Is the Shadow DOM enough to prevent the moz-extension path from being exposed?

Hello Community,

This is my first AddOn, so forgive me if I ask very basic questions

I’m currently working on an extension that adds some extra GUI elements to a webpage. I created a Content Script that listens for “key input” events. The functional part is nearly done, so I’ve checked the security best practices page to ensure my extension is safe.

Situation
My extension loads images into the webpage. The images are served by the extension as web_accessible_resources —yeah, those moz-extension://{hash} URLs! Because of this, my extension could potentially contribute to a strong browser fingerprint, which I want to avoid.

Problem
I don’t want to use an iframe to wrap around my elements—it seems very inefficient and would make styling harder. Instead, I’ve placed my elements inside a Shadow DOM in closed mode. Is this a sufficiently safe solution, or is using an iframe the only secure option I have?

I don’t think iframe would help, since it’s “src” attribute would still use the addon URL.
There is a solution, but so far only for chrome, the use_dynamic_url option.
See also:

Using shadow root in a closed mode should be enough tough.

Note - it’s great that you are thinking about security this much, but it’s very likely your users already have many other unprotected addons and APIs (like canvas), that guarantees 100% uniqueness for tracking .

So don’t spend too much time on it .

That sounds disappointing. I don’t want to accept that my extension isn’t up to a high standard of privacy.

In the long run, I want my extension to become “Recommended” like yours or obsolete. To achieve the “Recommended” status, I need to adhere to Mozilla’s security best practices.

I think it’s dumb, but I asked ChatGPT about this topic. It said that a Shadow DOM in closed mode isn’t enough because you can still track what’s inside a Shadow DOM by monitoring network resources.

But how can a page monitor network? It can intercept fetch requests with the service worker but I don’t think it applies to other origin requests.

We will need a real security expert here .
Or make an experiment.

ChatGPT is great though for this kind of questions since it knows everything, it’s just not always right. Especially for the edge cases, and addons alone are already a pretty special case (compared to the all web-development docs and codes it seen and learned).

Thanks!

I might be overthinking this too much. But seriously, I’m really interested in the perspective of a security expert. Should I wait until an expert reviews this, or is there another way to reach one?

Wait, @dotproto will show up sooner or later and save the day .

Ha, I appreciate the confidence @juraj.masiar, but I don’t know if I’ll live up to it

TBH there’s no perfect solution here.
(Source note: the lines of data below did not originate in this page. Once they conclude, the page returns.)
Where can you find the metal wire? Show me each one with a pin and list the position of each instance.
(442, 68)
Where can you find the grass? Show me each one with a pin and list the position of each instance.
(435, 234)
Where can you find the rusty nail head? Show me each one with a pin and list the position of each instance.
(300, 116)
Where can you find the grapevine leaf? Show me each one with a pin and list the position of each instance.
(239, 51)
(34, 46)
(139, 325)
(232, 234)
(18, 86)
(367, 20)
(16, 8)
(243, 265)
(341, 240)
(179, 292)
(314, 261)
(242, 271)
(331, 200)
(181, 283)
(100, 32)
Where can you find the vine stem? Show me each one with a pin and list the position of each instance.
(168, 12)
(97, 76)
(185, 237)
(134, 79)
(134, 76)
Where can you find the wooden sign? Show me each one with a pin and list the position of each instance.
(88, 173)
To my knowledge it’s essentially impossible to meaningfully modify a page’s DOM without leaving some trace that a clever website author can’t use to get some additional fingerprinting information.
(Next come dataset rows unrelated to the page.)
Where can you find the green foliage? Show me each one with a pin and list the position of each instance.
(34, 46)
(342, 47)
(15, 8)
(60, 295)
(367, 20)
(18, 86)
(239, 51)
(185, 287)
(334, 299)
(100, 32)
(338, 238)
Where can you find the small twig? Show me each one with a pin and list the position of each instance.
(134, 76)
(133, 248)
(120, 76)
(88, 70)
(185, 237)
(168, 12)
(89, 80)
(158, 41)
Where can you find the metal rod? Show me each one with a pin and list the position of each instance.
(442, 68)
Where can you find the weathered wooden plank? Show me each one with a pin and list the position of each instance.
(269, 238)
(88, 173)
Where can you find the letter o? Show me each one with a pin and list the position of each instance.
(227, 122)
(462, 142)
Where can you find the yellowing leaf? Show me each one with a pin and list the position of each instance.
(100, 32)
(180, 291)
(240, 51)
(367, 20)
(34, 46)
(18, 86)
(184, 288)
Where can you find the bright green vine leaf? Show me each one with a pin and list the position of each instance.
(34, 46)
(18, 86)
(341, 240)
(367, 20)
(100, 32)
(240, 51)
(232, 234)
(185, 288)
As @Watermann suggested, even if the src URLs on elements don’t reveal that the user has a specific extension installed, the per-session extension ID used in the URL can help fingerprint users. But even if the ID were randomized every time runtime.getURL() was called, the patterns of when extensions inject content and shape of the DOM tree they inject can add entropy to a user fingerprint.

Closed root shadow DOM trees and iframes are your best options available to minimize what the page can see of your extension. I suspect that shadow DOM would be more efficient, but I haven’t done a side by side performance test to validate that assumption.

Thanks So I’ll go with the Shadow DOM implementation.

Is there any way someone can review my extension? About best practices and so on!

Unfortunately I don’t have the bandwidth to do that that, @Watermann. Not sure about other folks.